Family and friends of a Borehamwood hairdresser killed in the July 7 bomb attacks turned out to pay tribute to him at a memorial service on Saturday.

As the heavens opened and rain poured down, loved ones of Phil Beer piled into St Michael's Church, in Brook Road, for a service in memory of the 22-year-old from Masefield Avenue.

Phil was travelling to work with his best friend, Patrick Barnes, on the Piccadilly Line when a suicide bomber detonated a device between King's Cross and Russell Square.

The four bombs which exploded across the London transport network that day claimed the lives of 52 people and injured 700.

Saturday's service was organised by Phil's grandfather, Charlie Beer. On arrival, mourners were given order-of- service cards, headed with the simple quote, "Grief is the price we pay for love."

Conducting the ceremony, the Rev Richard Leslie said: "Even though three months have gone by since the terrible events of July 7, memories are still fresh and raw, and so to is the grief.

"So today we gather for the strength to carry on, and for some time to remember Phil and give thanks for all that he gave to us and all the happiness and joy he brought into our lives.

"We pray for ourselves and for each other as we mourn his passing from this life to the next. We believe there is hope even in the face of death and that Phil's journey has not come to an end.

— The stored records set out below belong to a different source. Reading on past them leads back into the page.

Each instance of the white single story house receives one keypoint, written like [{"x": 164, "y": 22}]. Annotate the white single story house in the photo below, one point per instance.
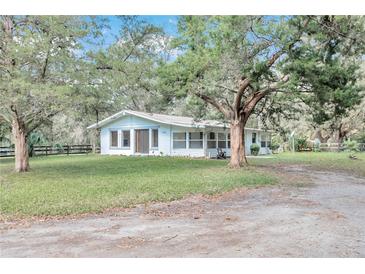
[{"x": 139, "y": 133}]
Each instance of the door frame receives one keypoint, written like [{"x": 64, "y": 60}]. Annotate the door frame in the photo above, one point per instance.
[{"x": 136, "y": 135}]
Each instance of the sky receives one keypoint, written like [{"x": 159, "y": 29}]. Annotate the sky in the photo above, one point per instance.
[{"x": 167, "y": 22}]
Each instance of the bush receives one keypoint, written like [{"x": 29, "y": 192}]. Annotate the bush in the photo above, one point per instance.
[
  {"x": 360, "y": 137},
  {"x": 274, "y": 146},
  {"x": 301, "y": 144},
  {"x": 35, "y": 139},
  {"x": 58, "y": 148},
  {"x": 351, "y": 146},
  {"x": 317, "y": 145},
  {"x": 255, "y": 148}
]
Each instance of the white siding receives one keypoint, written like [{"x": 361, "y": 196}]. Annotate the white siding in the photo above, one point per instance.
[{"x": 165, "y": 138}]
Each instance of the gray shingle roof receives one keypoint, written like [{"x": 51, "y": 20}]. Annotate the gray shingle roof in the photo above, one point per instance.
[{"x": 164, "y": 119}]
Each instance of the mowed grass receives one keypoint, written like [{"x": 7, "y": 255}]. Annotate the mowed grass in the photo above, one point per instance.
[
  {"x": 64, "y": 185},
  {"x": 332, "y": 161}
]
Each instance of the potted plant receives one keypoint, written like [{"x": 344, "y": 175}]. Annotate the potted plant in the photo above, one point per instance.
[{"x": 255, "y": 148}]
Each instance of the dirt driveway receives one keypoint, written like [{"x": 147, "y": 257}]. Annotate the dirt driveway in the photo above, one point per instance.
[{"x": 324, "y": 217}]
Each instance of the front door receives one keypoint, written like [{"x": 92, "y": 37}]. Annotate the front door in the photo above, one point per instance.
[{"x": 142, "y": 141}]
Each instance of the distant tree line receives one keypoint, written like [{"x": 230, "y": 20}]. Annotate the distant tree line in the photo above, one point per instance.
[{"x": 58, "y": 74}]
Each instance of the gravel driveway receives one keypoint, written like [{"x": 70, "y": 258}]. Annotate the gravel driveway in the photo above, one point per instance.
[{"x": 322, "y": 217}]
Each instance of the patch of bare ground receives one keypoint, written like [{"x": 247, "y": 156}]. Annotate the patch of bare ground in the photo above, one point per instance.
[{"x": 309, "y": 214}]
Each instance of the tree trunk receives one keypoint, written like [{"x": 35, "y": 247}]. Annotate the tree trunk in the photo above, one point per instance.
[
  {"x": 238, "y": 157},
  {"x": 95, "y": 134},
  {"x": 341, "y": 136},
  {"x": 21, "y": 146}
]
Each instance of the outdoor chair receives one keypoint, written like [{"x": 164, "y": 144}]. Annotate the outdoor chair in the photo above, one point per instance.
[{"x": 221, "y": 154}]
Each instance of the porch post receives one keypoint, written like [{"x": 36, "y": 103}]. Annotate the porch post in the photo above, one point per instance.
[
  {"x": 133, "y": 141},
  {"x": 205, "y": 143}
]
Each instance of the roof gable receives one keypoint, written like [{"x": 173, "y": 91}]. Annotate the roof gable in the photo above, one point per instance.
[{"x": 182, "y": 121}]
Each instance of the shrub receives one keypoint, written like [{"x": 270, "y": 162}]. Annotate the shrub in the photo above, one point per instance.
[
  {"x": 35, "y": 139},
  {"x": 317, "y": 145},
  {"x": 351, "y": 146},
  {"x": 274, "y": 146},
  {"x": 255, "y": 148},
  {"x": 301, "y": 144},
  {"x": 58, "y": 148}
]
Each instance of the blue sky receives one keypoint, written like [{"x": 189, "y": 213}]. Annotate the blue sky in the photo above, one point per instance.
[{"x": 167, "y": 22}]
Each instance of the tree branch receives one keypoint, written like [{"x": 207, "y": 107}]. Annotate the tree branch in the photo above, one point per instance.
[{"x": 213, "y": 103}]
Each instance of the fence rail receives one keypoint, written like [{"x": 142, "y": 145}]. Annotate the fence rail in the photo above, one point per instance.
[
  {"x": 331, "y": 147},
  {"x": 50, "y": 150}
]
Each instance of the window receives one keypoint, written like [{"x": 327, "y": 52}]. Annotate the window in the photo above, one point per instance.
[
  {"x": 222, "y": 140},
  {"x": 114, "y": 138},
  {"x": 195, "y": 139},
  {"x": 212, "y": 143},
  {"x": 179, "y": 140},
  {"x": 154, "y": 137},
  {"x": 254, "y": 137},
  {"x": 265, "y": 141},
  {"x": 126, "y": 138}
]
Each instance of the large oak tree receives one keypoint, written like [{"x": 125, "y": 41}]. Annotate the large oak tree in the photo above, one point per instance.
[
  {"x": 38, "y": 56},
  {"x": 231, "y": 62}
]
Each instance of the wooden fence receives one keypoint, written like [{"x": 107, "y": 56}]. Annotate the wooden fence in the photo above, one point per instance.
[
  {"x": 51, "y": 150},
  {"x": 332, "y": 147}
]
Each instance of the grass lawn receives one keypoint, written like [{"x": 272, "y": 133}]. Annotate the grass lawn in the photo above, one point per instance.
[
  {"x": 64, "y": 185},
  {"x": 332, "y": 161}
]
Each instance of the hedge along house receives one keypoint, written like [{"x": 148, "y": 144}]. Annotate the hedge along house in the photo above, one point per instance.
[{"x": 139, "y": 133}]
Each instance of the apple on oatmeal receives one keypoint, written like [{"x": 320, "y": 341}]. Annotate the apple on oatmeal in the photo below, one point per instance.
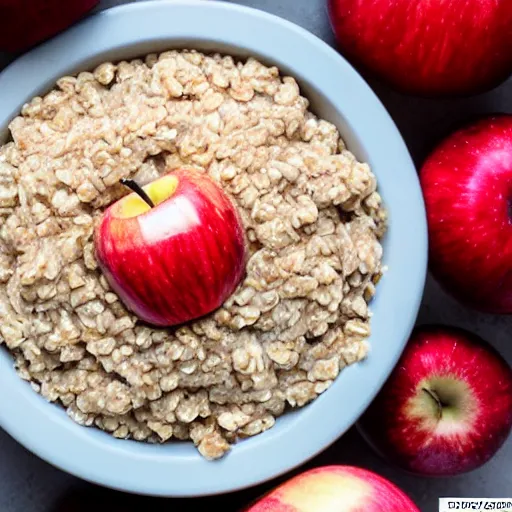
[{"x": 281, "y": 329}]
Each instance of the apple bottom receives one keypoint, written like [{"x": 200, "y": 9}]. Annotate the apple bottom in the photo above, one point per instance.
[
  {"x": 447, "y": 407},
  {"x": 339, "y": 488}
]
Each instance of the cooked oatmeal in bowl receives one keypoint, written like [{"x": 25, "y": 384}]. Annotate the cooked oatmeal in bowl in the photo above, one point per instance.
[
  {"x": 299, "y": 150},
  {"x": 313, "y": 221}
]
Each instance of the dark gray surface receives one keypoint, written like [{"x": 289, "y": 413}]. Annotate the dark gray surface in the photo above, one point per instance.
[{"x": 28, "y": 484}]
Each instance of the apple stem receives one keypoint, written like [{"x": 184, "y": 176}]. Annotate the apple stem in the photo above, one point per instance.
[
  {"x": 132, "y": 185},
  {"x": 433, "y": 395}
]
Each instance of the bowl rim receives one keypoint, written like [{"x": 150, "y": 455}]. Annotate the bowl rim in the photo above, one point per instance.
[{"x": 176, "y": 469}]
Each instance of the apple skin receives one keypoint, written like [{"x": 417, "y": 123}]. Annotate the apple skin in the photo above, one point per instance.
[
  {"x": 428, "y": 47},
  {"x": 27, "y": 22},
  {"x": 343, "y": 488},
  {"x": 466, "y": 184},
  {"x": 402, "y": 423},
  {"x": 179, "y": 260}
]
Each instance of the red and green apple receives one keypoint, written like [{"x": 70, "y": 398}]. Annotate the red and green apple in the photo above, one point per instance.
[
  {"x": 174, "y": 250},
  {"x": 447, "y": 407}
]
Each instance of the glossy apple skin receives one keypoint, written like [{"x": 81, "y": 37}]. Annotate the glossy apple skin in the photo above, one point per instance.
[
  {"x": 428, "y": 47},
  {"x": 27, "y": 22},
  {"x": 467, "y": 186},
  {"x": 424, "y": 445},
  {"x": 179, "y": 261},
  {"x": 343, "y": 488}
]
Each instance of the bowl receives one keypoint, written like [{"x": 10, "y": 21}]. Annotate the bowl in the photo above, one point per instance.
[{"x": 338, "y": 94}]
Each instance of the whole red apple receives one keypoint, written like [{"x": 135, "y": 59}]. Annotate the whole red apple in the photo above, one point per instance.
[
  {"x": 447, "y": 407},
  {"x": 27, "y": 22},
  {"x": 428, "y": 47},
  {"x": 467, "y": 186},
  {"x": 343, "y": 488},
  {"x": 179, "y": 259}
]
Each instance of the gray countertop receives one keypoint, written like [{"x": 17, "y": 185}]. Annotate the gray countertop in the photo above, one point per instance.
[{"x": 28, "y": 484}]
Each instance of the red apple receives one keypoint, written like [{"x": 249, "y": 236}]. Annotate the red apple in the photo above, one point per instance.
[
  {"x": 27, "y": 22},
  {"x": 178, "y": 260},
  {"x": 447, "y": 407},
  {"x": 335, "y": 488},
  {"x": 428, "y": 47},
  {"x": 467, "y": 186}
]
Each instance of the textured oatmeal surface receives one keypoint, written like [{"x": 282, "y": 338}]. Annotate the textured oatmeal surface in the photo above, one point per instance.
[{"x": 312, "y": 216}]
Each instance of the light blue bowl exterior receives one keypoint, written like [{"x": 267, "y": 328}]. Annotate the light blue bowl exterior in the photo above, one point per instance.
[{"x": 338, "y": 94}]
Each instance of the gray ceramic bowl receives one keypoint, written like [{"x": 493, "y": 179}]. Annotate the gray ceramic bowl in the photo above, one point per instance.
[{"x": 338, "y": 94}]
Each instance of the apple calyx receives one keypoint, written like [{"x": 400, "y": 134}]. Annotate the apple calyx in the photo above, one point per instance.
[
  {"x": 133, "y": 185},
  {"x": 437, "y": 401}
]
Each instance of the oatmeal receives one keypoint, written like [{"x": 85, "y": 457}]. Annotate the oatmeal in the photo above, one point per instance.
[{"x": 312, "y": 216}]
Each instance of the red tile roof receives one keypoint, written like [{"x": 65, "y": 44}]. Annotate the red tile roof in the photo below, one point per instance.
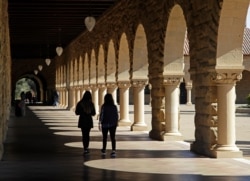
[{"x": 245, "y": 45}]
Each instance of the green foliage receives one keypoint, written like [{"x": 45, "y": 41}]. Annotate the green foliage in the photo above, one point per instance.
[{"x": 24, "y": 85}]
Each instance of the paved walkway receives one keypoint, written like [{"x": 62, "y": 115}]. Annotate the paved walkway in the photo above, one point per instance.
[{"x": 46, "y": 145}]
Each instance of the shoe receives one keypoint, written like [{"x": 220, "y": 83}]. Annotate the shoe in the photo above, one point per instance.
[
  {"x": 103, "y": 152},
  {"x": 113, "y": 154},
  {"x": 86, "y": 152}
]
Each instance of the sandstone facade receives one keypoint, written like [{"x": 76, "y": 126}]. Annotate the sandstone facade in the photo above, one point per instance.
[{"x": 141, "y": 42}]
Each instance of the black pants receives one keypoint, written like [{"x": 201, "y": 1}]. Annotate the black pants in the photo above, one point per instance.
[
  {"x": 85, "y": 137},
  {"x": 111, "y": 131}
]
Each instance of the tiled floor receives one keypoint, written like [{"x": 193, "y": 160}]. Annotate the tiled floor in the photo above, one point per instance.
[{"x": 46, "y": 145}]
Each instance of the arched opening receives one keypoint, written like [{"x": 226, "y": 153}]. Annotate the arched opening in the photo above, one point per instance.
[{"x": 183, "y": 93}]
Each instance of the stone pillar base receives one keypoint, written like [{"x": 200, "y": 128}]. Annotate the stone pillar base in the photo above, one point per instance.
[
  {"x": 139, "y": 127},
  {"x": 1, "y": 151},
  {"x": 156, "y": 135},
  {"x": 172, "y": 137},
  {"x": 124, "y": 122},
  {"x": 227, "y": 154}
]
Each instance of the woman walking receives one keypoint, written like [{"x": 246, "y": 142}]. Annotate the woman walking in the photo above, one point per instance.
[
  {"x": 108, "y": 123},
  {"x": 86, "y": 109}
]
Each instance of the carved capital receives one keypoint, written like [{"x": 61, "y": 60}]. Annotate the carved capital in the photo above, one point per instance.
[
  {"x": 101, "y": 86},
  {"x": 139, "y": 83},
  {"x": 93, "y": 86},
  {"x": 111, "y": 84},
  {"x": 172, "y": 80},
  {"x": 226, "y": 77},
  {"x": 124, "y": 84}
]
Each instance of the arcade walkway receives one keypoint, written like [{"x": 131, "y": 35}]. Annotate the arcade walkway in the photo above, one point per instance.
[{"x": 46, "y": 145}]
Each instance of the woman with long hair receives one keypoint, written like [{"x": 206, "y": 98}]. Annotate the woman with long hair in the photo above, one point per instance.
[
  {"x": 86, "y": 109},
  {"x": 108, "y": 123}
]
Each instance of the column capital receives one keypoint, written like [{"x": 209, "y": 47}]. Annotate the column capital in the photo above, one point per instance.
[
  {"x": 124, "y": 84},
  {"x": 111, "y": 84},
  {"x": 139, "y": 82},
  {"x": 172, "y": 80},
  {"x": 93, "y": 86},
  {"x": 101, "y": 85},
  {"x": 226, "y": 77}
]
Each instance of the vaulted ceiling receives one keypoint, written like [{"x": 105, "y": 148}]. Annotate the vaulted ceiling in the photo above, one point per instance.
[{"x": 37, "y": 27}]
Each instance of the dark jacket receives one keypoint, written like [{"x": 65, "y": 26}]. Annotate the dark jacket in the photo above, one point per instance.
[
  {"x": 109, "y": 116},
  {"x": 85, "y": 120}
]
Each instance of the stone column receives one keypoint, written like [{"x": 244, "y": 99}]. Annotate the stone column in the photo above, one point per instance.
[
  {"x": 111, "y": 89},
  {"x": 78, "y": 94},
  {"x": 101, "y": 93},
  {"x": 94, "y": 90},
  {"x": 124, "y": 103},
  {"x": 138, "y": 89},
  {"x": 189, "y": 91},
  {"x": 67, "y": 92},
  {"x": 71, "y": 98},
  {"x": 226, "y": 98},
  {"x": 172, "y": 115}
]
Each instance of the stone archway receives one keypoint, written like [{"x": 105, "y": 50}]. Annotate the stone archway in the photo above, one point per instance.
[{"x": 38, "y": 89}]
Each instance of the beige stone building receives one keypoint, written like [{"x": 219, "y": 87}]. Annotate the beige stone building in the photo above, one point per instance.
[{"x": 139, "y": 43}]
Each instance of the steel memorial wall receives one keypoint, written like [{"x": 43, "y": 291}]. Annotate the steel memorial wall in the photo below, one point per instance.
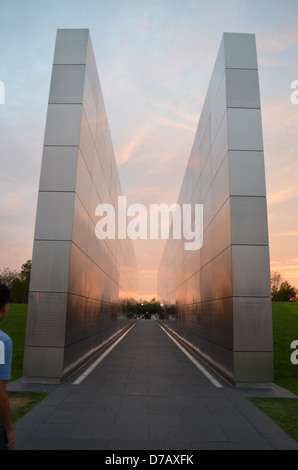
[
  {"x": 222, "y": 291},
  {"x": 78, "y": 281}
]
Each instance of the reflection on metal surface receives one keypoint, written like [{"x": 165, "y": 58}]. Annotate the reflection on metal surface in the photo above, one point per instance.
[
  {"x": 78, "y": 282},
  {"x": 222, "y": 292}
]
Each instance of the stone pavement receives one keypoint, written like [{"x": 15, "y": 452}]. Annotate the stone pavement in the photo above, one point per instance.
[{"x": 146, "y": 395}]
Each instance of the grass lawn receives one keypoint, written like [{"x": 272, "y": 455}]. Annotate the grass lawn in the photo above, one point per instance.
[
  {"x": 283, "y": 411},
  {"x": 15, "y": 326}
]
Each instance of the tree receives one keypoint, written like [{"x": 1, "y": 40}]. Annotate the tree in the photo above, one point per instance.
[
  {"x": 286, "y": 293},
  {"x": 282, "y": 291},
  {"x": 18, "y": 282}
]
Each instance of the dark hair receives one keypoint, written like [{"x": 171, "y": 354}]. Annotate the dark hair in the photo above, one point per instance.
[{"x": 4, "y": 295}]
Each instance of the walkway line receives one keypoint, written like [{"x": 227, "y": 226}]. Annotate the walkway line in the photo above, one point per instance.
[
  {"x": 88, "y": 371},
  {"x": 194, "y": 361}
]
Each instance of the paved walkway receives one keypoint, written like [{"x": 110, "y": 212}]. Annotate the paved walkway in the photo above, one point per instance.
[{"x": 147, "y": 395}]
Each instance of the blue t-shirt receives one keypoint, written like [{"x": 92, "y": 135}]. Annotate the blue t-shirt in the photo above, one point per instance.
[{"x": 5, "y": 356}]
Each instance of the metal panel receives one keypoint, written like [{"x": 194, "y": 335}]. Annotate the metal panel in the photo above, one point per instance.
[
  {"x": 67, "y": 84},
  {"x": 240, "y": 51},
  {"x": 242, "y": 88},
  {"x": 230, "y": 321},
  {"x": 247, "y": 174},
  {"x": 63, "y": 124},
  {"x": 50, "y": 263},
  {"x": 249, "y": 221},
  {"x": 251, "y": 275},
  {"x": 59, "y": 169},
  {"x": 54, "y": 216},
  {"x": 79, "y": 172},
  {"x": 71, "y": 46},
  {"x": 252, "y": 324},
  {"x": 244, "y": 129}
]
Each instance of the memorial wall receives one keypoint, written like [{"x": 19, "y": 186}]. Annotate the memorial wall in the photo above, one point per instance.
[
  {"x": 221, "y": 292},
  {"x": 78, "y": 282}
]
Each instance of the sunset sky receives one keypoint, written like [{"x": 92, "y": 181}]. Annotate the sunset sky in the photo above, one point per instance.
[{"x": 155, "y": 59}]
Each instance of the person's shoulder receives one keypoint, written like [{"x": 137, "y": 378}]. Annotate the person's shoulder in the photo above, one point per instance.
[{"x": 4, "y": 337}]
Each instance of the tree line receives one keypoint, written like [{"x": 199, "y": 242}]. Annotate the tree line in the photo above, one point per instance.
[
  {"x": 18, "y": 282},
  {"x": 282, "y": 291}
]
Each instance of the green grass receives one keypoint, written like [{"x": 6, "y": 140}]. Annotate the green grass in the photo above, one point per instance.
[
  {"x": 14, "y": 324},
  {"x": 283, "y": 411},
  {"x": 285, "y": 331}
]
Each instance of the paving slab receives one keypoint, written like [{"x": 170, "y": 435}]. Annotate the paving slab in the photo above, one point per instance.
[{"x": 147, "y": 395}]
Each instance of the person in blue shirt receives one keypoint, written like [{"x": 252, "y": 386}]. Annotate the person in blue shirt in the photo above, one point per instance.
[{"x": 6, "y": 427}]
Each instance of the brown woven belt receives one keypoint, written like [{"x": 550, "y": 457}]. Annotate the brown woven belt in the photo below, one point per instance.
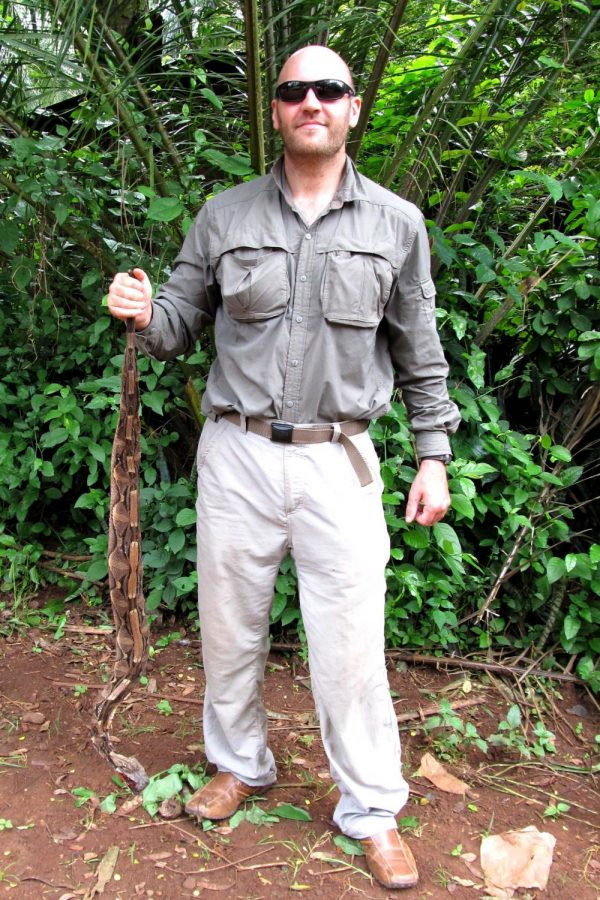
[{"x": 286, "y": 433}]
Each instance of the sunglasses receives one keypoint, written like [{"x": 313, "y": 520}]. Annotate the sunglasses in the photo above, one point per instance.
[{"x": 326, "y": 90}]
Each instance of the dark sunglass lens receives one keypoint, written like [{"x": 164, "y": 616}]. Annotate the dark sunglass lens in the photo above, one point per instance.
[
  {"x": 292, "y": 91},
  {"x": 329, "y": 89}
]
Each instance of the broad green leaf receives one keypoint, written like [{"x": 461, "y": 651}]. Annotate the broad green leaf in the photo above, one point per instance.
[
  {"x": 9, "y": 236},
  {"x": 513, "y": 716},
  {"x": 165, "y": 209},
  {"x": 417, "y": 537},
  {"x": 176, "y": 540},
  {"x": 185, "y": 517},
  {"x": 160, "y": 788},
  {"x": 54, "y": 437},
  {"x": 155, "y": 400},
  {"x": 349, "y": 846},
  {"x": 556, "y": 569},
  {"x": 234, "y": 165},
  {"x": 97, "y": 570},
  {"x": 560, "y": 453},
  {"x": 571, "y": 627},
  {"x": 288, "y": 811},
  {"x": 462, "y": 505},
  {"x": 447, "y": 538},
  {"x": 212, "y": 97}
]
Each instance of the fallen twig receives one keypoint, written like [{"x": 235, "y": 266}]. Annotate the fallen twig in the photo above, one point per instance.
[
  {"x": 53, "y": 554},
  {"x": 89, "y": 629},
  {"x": 459, "y": 662},
  {"x": 236, "y": 864},
  {"x": 481, "y": 666},
  {"x": 436, "y": 708},
  {"x": 68, "y": 574}
]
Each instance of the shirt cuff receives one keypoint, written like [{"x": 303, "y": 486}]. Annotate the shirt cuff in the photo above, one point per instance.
[{"x": 432, "y": 443}]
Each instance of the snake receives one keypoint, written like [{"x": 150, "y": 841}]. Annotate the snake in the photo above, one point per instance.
[{"x": 124, "y": 572}]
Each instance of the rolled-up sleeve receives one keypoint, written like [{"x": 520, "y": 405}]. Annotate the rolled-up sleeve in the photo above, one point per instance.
[
  {"x": 420, "y": 366},
  {"x": 186, "y": 303}
]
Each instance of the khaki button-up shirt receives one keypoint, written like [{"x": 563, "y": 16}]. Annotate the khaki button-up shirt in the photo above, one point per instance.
[{"x": 311, "y": 321}]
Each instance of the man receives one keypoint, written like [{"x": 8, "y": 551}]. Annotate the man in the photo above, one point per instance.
[{"x": 318, "y": 285}]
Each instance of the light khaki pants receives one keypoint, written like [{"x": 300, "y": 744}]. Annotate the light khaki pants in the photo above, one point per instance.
[{"x": 257, "y": 500}]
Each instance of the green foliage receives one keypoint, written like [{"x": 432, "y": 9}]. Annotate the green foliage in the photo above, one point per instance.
[
  {"x": 112, "y": 136},
  {"x": 179, "y": 781}
]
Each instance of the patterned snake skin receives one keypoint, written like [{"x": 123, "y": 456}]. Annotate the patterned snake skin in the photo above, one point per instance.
[{"x": 125, "y": 571}]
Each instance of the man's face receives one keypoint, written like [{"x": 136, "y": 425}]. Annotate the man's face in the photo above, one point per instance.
[{"x": 313, "y": 129}]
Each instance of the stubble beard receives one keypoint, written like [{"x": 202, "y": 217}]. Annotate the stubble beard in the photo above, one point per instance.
[{"x": 296, "y": 146}]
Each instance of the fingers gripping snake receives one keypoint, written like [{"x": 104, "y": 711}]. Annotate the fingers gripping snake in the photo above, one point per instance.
[{"x": 124, "y": 571}]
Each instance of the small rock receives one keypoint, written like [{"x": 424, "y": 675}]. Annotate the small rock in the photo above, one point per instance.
[
  {"x": 170, "y": 809},
  {"x": 33, "y": 718}
]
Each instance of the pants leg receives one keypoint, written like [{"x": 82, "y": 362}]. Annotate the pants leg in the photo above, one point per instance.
[
  {"x": 241, "y": 542},
  {"x": 341, "y": 546}
]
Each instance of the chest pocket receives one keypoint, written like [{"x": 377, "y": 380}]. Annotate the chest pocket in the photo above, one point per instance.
[
  {"x": 254, "y": 283},
  {"x": 356, "y": 287}
]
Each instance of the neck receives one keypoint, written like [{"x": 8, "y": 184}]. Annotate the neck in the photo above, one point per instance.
[{"x": 313, "y": 182}]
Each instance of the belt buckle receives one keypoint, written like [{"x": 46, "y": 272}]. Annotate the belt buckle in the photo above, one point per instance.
[{"x": 281, "y": 432}]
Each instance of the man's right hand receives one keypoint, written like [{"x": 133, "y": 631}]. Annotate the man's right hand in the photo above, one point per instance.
[{"x": 130, "y": 297}]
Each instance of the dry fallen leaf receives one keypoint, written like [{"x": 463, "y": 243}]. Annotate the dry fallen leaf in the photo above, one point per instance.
[
  {"x": 435, "y": 772},
  {"x": 130, "y": 805},
  {"x": 104, "y": 872}
]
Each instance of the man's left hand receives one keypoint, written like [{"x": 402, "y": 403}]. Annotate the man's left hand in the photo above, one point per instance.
[{"x": 428, "y": 499}]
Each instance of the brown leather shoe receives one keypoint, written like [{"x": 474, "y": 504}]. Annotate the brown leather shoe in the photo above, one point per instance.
[
  {"x": 220, "y": 798},
  {"x": 390, "y": 860}
]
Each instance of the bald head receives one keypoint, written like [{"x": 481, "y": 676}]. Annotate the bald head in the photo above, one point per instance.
[{"x": 313, "y": 63}]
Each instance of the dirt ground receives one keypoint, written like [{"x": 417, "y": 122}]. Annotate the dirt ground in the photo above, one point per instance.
[{"x": 59, "y": 833}]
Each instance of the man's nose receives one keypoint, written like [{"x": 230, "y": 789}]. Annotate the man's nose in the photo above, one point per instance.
[{"x": 311, "y": 101}]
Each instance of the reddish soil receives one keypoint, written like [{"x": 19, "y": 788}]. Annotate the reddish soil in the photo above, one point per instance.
[{"x": 52, "y": 848}]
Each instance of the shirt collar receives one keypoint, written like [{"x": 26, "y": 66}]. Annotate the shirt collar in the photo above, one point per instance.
[{"x": 350, "y": 187}]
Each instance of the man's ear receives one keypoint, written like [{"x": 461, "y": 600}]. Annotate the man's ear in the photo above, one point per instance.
[
  {"x": 274, "y": 115},
  {"x": 355, "y": 105}
]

"We shall never forget the horror of that day and will never understand why this happened or why his life was cut short. But the memories can never be taken away from us and will be part of us forever. So hold on as hard as you can to the memories of Phil and cherish them. May his love of life, dancing and partying be an example to us all.

"He is now in a place where there is no evil or hatred."

Accompanied by a pianist, playing Eric Clapton's Tears in Heaven, family and friends stepped up to each light a candle placed on a table next to a dozen pink roses and a photograph of Phil.

Mr Leslie continued: "By lighting these candles, we seek to overcome darkness with light.

"Phil, may you go further along your journey in this world and may you rest in peace where grief and misery are banished and life is joyous. He is now among the stars and the planets and dancing with the flowers. We love you and will miss you."

As the vicar spoke his last words, the pianist played the song, Time to Say Goodbye, and the service was drawn to an end.